(Bloomberg) -- With sport utility vehicles taking over American roads, passenger cars are in rapid decline. Sales of sedans, coupes and sports cars are on pace for their worst year since 2009, the year when industrywide new-vehicle deliveries plunged to a three-decade low and GM and Chrysler went through bankruptcy.
U.S. passenger car sales fell to a low of 5.4 million in 2009 before bouncing back to 7.6 million by 2014, according to data from Erich Merkle, Ford Motor Co.’s U.S. sales analyst. Since then, though, deliveries have dropped back to 6.1 million in 2017 and are on pace this year to finish around 5.4 million again.

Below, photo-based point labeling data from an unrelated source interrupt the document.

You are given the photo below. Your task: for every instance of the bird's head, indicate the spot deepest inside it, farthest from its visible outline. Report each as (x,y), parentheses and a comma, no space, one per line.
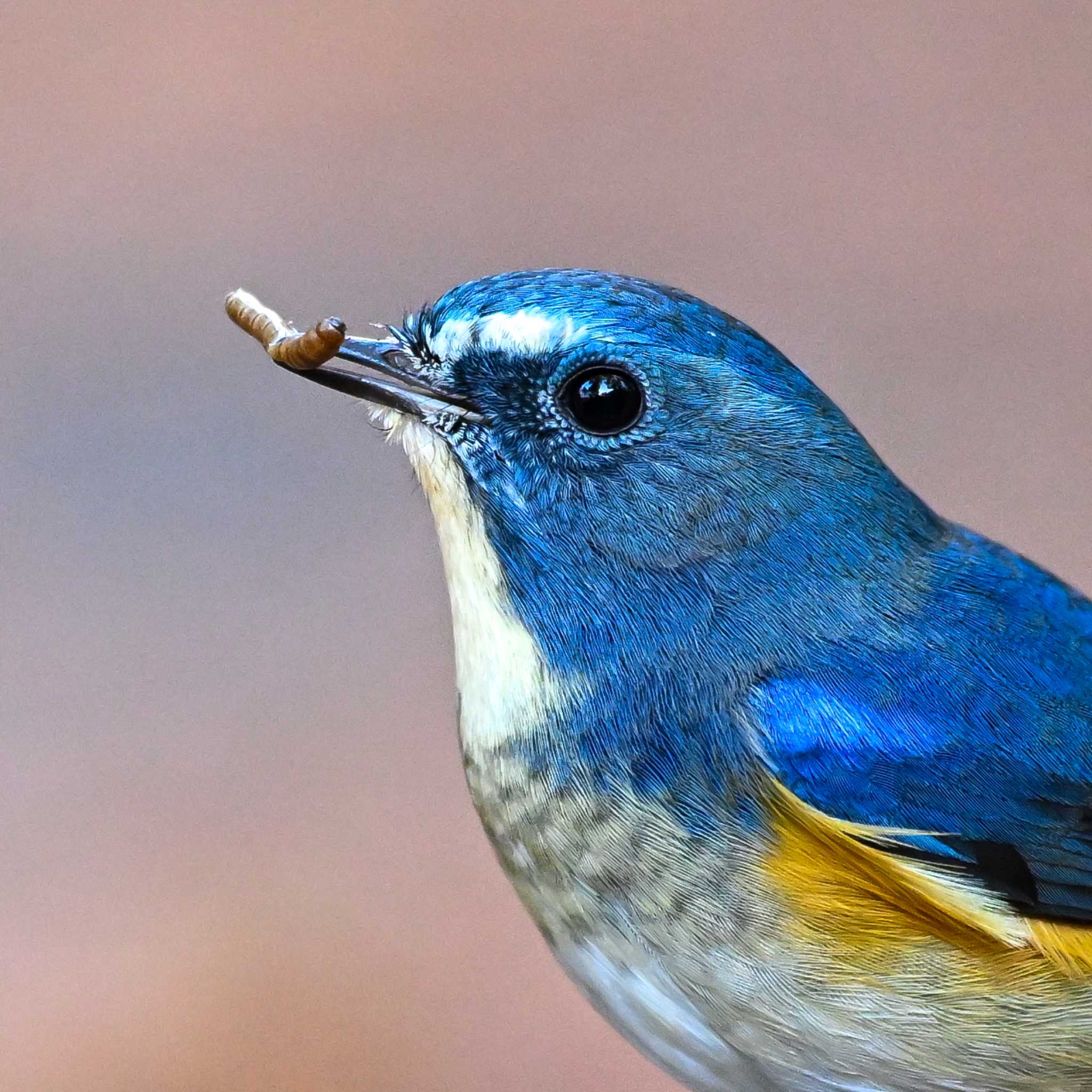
(621,467)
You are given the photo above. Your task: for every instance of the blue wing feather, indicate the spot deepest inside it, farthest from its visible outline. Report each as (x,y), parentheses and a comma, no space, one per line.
(972,726)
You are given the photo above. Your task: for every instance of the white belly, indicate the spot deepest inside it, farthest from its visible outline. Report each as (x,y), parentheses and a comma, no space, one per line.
(635,994)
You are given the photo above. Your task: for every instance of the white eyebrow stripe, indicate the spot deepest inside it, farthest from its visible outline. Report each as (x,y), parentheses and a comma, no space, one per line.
(524,331)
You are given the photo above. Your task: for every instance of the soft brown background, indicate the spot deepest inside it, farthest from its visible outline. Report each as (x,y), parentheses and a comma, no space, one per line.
(235,848)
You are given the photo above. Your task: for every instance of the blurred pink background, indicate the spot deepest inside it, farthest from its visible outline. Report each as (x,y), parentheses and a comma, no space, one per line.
(236,849)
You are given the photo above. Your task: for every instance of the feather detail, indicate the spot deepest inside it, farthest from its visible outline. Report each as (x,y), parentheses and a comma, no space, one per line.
(1067,946)
(841,884)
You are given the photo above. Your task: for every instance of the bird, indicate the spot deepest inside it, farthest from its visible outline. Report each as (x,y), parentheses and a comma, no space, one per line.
(793,774)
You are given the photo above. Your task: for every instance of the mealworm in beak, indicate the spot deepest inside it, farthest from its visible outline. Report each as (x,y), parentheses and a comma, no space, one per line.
(282,342)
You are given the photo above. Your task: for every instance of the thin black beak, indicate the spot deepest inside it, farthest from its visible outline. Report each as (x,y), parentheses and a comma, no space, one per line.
(309,353)
(402,390)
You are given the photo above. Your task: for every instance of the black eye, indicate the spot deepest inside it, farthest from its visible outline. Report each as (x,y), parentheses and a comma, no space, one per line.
(603,401)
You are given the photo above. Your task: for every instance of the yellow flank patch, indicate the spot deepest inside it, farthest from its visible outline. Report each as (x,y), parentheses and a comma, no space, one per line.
(1067,946)
(866,898)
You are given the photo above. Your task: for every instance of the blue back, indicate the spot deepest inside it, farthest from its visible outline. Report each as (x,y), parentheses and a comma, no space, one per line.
(744,584)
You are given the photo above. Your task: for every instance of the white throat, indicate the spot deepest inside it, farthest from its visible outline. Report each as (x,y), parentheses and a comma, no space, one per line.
(505,688)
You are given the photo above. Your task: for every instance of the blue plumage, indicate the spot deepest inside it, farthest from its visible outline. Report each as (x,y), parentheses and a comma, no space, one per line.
(747,556)
(794,775)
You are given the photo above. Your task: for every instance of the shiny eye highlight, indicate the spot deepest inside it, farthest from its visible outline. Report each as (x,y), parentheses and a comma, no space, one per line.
(602,400)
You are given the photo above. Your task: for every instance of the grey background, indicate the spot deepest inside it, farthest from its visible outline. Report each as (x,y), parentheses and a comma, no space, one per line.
(235,844)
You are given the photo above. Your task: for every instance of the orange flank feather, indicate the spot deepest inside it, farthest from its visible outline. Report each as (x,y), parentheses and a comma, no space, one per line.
(875,903)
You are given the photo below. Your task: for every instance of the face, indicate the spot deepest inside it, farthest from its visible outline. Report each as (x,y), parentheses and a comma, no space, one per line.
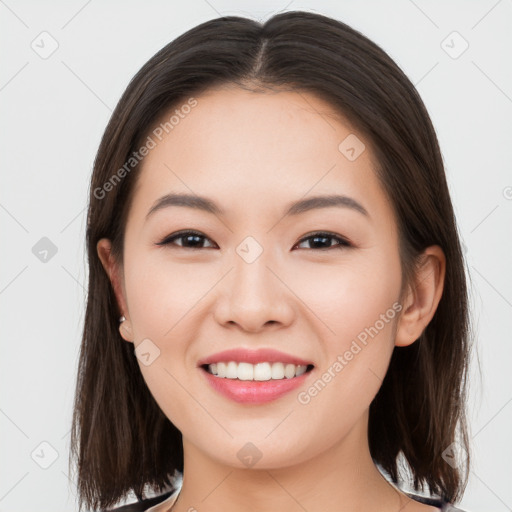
(256,278)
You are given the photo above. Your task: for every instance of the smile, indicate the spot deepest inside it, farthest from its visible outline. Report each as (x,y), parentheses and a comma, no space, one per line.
(264,371)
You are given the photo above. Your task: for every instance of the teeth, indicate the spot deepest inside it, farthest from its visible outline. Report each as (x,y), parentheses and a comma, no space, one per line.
(259,371)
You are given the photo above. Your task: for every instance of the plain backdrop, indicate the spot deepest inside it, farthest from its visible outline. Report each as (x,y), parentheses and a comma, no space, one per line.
(64,67)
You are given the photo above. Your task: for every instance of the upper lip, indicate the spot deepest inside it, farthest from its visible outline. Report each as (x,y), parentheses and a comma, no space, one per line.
(243,355)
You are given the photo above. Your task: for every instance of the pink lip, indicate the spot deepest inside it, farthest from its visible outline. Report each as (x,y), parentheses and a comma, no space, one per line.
(241,355)
(253,392)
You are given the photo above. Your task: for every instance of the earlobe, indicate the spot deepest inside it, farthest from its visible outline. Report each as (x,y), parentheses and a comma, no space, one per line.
(423,296)
(114,273)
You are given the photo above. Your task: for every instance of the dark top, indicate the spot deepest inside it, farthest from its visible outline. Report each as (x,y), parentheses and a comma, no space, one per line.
(143,505)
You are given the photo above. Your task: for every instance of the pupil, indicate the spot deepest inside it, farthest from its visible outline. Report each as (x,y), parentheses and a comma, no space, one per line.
(196,238)
(316,238)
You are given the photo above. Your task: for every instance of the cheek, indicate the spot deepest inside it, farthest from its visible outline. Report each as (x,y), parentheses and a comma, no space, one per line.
(351,297)
(161,294)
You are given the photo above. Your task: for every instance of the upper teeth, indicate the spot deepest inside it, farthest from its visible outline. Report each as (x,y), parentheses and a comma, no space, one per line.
(259,371)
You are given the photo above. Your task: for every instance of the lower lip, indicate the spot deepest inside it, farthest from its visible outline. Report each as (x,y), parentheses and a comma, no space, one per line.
(254,391)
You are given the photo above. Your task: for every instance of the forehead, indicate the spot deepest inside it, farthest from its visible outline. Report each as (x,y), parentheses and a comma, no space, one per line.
(257,150)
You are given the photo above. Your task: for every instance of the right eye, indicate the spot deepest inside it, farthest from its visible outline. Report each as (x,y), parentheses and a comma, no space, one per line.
(190,240)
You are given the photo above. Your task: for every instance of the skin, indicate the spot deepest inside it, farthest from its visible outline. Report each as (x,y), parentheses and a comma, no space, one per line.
(253,154)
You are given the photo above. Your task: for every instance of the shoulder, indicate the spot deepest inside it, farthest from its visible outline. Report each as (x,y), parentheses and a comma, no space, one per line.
(142,506)
(444,506)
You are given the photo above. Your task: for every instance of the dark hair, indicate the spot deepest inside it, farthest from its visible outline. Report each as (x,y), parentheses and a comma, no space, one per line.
(120,437)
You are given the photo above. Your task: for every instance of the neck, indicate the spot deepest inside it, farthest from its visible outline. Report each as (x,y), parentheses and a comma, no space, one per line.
(342,478)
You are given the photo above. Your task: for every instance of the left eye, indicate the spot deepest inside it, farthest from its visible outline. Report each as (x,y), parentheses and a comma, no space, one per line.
(323,241)
(195,240)
(190,239)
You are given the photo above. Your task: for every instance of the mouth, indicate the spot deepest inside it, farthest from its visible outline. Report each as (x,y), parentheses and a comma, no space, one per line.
(261,372)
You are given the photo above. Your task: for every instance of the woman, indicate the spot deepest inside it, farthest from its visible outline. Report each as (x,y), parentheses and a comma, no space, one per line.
(277,302)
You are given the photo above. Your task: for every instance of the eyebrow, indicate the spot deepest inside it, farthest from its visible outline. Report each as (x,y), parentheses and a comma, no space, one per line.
(295,208)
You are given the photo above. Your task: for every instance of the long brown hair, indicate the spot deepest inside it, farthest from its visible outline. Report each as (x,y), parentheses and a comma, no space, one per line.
(121,439)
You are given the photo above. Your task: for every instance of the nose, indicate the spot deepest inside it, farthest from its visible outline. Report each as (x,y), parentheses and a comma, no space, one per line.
(254,296)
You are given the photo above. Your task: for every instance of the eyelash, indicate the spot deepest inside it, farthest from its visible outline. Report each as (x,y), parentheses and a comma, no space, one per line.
(342,242)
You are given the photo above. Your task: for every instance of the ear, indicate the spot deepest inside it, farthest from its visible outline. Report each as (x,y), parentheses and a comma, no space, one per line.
(115,274)
(423,296)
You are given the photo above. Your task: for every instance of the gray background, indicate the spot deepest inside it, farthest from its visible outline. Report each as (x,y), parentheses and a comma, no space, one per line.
(54,110)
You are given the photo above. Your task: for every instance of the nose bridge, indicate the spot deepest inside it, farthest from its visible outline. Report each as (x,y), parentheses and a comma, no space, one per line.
(252,279)
(254,295)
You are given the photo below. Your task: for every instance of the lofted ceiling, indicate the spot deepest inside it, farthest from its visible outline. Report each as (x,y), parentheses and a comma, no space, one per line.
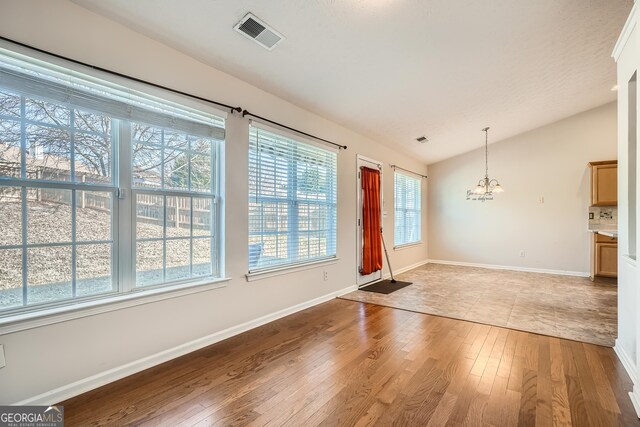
(394,70)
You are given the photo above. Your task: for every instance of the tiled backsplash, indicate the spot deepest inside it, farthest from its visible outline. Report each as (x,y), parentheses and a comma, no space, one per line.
(603,217)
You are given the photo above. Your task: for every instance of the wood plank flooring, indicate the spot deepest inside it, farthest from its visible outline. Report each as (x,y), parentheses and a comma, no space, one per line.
(345,363)
(560,306)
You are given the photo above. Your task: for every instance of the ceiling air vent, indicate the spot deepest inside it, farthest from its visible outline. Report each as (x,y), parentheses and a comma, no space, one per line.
(257,30)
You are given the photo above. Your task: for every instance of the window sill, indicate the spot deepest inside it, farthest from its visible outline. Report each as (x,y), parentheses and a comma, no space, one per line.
(259,275)
(35,319)
(407,245)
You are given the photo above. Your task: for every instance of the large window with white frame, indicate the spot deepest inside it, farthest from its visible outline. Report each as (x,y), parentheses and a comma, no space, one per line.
(292,200)
(407,209)
(103,190)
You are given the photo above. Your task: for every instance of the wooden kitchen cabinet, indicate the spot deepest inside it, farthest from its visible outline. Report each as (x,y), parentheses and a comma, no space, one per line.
(605,256)
(604,183)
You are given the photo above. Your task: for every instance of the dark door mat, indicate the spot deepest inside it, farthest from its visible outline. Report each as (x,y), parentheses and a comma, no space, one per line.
(385,286)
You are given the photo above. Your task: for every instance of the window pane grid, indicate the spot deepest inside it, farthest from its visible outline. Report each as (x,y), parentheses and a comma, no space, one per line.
(59,172)
(48,250)
(168,231)
(292,201)
(407,209)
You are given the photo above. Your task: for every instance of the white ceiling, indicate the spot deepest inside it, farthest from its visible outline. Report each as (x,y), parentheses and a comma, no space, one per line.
(398,69)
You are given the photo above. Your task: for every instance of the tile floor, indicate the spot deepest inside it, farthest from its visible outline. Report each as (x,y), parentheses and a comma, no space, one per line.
(561,306)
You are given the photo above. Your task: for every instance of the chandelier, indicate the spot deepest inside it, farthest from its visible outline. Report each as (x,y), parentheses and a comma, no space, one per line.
(487,186)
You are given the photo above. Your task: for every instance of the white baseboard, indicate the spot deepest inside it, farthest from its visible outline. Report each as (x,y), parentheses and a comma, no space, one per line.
(632,370)
(407,268)
(635,399)
(513,268)
(627,362)
(86,384)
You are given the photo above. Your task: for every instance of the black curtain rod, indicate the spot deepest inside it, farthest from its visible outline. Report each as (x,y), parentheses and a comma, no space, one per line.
(407,170)
(115,73)
(247,113)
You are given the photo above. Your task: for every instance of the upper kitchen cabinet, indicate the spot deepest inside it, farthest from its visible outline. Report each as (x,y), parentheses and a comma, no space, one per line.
(604,183)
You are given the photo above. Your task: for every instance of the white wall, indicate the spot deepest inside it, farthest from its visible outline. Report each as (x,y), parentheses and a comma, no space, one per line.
(627,55)
(46,358)
(549,162)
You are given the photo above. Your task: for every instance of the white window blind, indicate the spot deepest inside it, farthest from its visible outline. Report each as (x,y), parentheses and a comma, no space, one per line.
(407,204)
(83,162)
(292,201)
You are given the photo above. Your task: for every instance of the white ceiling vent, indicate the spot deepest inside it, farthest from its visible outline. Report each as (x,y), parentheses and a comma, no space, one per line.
(257,30)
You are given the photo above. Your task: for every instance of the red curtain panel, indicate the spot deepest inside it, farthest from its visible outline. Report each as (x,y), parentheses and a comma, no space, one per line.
(372,242)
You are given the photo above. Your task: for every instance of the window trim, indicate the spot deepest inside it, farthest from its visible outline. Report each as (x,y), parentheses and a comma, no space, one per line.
(290,268)
(123,212)
(407,245)
(43,316)
(274,270)
(404,209)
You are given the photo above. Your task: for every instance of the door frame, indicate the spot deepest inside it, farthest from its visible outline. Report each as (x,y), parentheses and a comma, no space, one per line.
(369,162)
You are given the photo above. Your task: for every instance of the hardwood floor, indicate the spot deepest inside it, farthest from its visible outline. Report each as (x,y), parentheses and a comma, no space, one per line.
(347,363)
(568,307)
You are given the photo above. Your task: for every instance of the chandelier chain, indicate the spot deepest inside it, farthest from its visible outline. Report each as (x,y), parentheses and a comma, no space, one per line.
(486,152)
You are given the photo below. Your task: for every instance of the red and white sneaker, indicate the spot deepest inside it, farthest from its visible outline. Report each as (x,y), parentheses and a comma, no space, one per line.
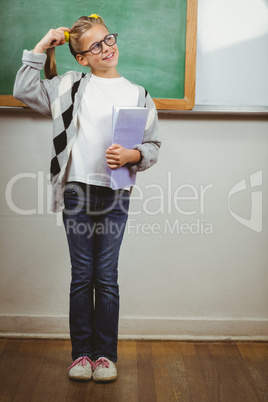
(104,370)
(81,369)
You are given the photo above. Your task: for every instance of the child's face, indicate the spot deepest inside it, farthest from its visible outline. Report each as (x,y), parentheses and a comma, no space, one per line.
(102,64)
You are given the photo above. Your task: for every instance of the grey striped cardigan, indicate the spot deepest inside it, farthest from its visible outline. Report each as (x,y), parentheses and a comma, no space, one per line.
(60,98)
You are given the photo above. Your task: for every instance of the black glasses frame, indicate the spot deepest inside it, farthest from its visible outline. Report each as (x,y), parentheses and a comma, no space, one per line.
(100,43)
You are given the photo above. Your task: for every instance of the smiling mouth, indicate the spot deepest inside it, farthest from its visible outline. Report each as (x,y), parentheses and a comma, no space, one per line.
(109,57)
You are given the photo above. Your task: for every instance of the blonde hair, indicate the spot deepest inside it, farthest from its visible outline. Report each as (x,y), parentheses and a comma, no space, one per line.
(77,31)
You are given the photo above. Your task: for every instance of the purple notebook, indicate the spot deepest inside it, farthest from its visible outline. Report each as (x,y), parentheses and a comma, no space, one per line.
(128,129)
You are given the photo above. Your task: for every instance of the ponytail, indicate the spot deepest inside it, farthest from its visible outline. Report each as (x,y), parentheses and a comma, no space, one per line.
(77,31)
(50,66)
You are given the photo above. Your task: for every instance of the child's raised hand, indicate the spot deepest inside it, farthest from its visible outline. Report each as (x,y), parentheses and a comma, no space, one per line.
(54,37)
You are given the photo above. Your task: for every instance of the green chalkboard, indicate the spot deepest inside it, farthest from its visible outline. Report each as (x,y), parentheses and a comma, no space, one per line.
(151,38)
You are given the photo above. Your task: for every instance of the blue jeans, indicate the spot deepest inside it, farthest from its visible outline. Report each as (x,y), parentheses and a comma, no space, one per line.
(94,218)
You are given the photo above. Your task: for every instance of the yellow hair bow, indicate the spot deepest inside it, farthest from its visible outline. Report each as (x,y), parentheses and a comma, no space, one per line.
(66,36)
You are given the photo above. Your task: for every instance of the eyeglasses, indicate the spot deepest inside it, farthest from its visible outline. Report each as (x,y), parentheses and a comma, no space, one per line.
(96,47)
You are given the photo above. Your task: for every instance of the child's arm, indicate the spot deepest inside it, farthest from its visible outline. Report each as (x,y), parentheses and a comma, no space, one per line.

SUVs first supplanted cars in 2016 and are on track to reach a record 8.3 million this year.
Automakers are adjusting their lineups accordingly. Ford expects only about 10 percent of its North American vehicles will be cars by 2020. Merkle said he expects the sales trend to continue as long as baby boomers continue to prefer small SUVs over cars and as millennials move to the suburbs to start families.
“Those are the two biggest demographics shifting vehicle segment sales, and they both continue to prefer the larger cars as they age,” Merkle said. “Additionally, the issues that kept people from buying SUVs in the past have largely been removed. They have much better fuel economy, and they handle and ride better than they ever have.”